— Я… это не было помутнением. Точнее, было, но я знал, что это произойдет, рано или поздно. Помнишь, после контрольной, когда я попытался надавить на тебя и заставить признаться, почему ты так славно занимаешься на моих занятиях?
Молча кивнула.
— Я не знаю, чего мне стоило удержаться и не поцеловать тебя. Звонок выручил… Именно тогда я понял: то, что мне казалось невинной забавой, выходит из-под контроля. Решил впредь держаться от тебя подальше… Больше не касаться, не сближаться с тобой, не дразнить зря. Но потом мы снова столкнулись в коридоре… и я понял: не смогу. Потому что мне приятно не просто наблюдать за твоей реакцией. Мне приятно находиться рядом с тобой. Потому что я вдруг понял, что успел соскучиться по твоим вывертам, что не хочу эти два месяца только слушать жалобы аспирантов на тебя, не видя их причины… Я понял, что хочу прикасаться к тебе, разговаривать с тобой… Тогда я и принял решение взять тебя в свою группу. Обеспечить богатую практику, а в процессе узнать тебя получше. В тот момент я разрешил себе это помутнение, понимаешь? Сознательно разрешил. Может, через одно занятие, может, через пять, но стоило принять это решение, как я понял с полной уверенностью: нечто подобное непременно произойдет.

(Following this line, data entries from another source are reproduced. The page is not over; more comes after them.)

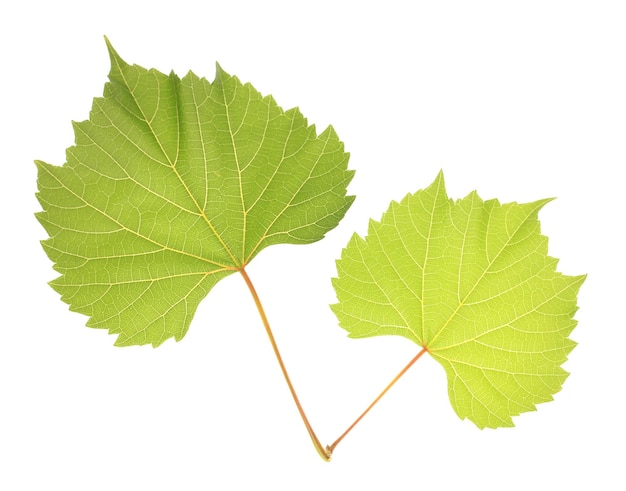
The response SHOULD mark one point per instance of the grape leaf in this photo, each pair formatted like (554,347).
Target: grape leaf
(174,184)
(471,282)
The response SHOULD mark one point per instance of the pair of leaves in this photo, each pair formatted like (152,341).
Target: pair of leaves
(174,184)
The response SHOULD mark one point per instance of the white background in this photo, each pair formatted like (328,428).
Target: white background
(519,100)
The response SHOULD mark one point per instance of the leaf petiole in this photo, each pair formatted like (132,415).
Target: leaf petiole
(330,449)
(325,453)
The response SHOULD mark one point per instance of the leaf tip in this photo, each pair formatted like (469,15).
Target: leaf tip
(116,59)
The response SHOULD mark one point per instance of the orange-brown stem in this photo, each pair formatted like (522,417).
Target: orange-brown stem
(323,452)
(330,449)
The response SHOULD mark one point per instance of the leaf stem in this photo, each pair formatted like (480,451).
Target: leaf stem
(325,453)
(330,449)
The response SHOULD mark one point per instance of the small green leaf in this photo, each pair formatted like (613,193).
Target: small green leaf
(174,184)
(472,282)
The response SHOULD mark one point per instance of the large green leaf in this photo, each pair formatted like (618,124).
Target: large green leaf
(471,282)
(174,184)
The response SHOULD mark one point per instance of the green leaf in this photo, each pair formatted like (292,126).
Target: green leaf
(174,184)
(471,281)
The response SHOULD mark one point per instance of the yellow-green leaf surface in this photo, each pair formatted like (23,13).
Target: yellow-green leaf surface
(471,281)
(174,184)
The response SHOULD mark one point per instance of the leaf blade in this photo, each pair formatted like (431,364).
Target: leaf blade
(152,207)
(472,282)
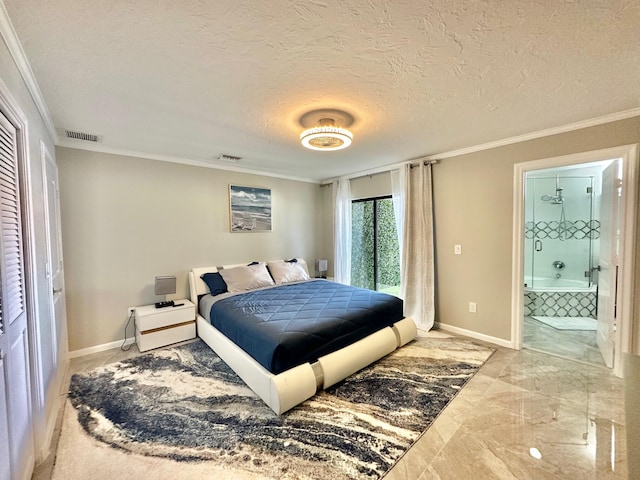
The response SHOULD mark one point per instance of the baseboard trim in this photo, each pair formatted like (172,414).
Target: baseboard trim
(100,348)
(478,336)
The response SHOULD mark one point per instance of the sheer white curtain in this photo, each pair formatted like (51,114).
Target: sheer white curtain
(398,188)
(342,231)
(417,252)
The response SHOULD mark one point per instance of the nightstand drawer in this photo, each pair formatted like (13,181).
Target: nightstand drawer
(149,318)
(165,336)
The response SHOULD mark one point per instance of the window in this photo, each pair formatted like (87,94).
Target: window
(375,254)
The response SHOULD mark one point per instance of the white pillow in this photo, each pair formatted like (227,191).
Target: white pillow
(287,272)
(246,277)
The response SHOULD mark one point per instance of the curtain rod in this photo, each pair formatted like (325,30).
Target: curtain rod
(387,168)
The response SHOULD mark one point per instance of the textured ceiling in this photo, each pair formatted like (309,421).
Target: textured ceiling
(193,79)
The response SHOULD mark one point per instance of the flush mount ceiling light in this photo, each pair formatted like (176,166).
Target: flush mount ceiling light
(326,135)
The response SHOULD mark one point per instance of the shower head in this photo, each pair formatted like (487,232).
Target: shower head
(554,199)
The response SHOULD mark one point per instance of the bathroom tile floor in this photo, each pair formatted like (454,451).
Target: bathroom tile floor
(524,415)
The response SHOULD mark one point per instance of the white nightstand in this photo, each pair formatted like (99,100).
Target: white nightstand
(157,327)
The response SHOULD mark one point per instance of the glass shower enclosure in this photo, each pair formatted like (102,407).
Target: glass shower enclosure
(560,232)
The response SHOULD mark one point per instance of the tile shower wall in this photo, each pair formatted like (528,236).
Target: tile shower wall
(560,304)
(577,230)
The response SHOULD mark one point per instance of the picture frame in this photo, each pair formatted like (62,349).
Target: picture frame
(249,209)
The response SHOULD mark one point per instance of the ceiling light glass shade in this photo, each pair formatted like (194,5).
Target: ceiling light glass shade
(326,137)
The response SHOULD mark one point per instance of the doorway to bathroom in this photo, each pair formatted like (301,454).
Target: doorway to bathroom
(574,235)
(562,233)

Я молчала, слушая его… и заново офигевая.
Да, его слова меня ошарашили. Я думала, он вчера это просто от злости… а оказывается, он об этом уже думал раньше? А то и… этого хотел?
И что в этом такого неэтичного? Почему он виновато признается в том, что хотел быть рядом со мной? Потому что я адептка, а он преподаватель?
Но от его слов снова тает моя утренняя уверенность в том, что он видел во мне лишь девочку на пару недель.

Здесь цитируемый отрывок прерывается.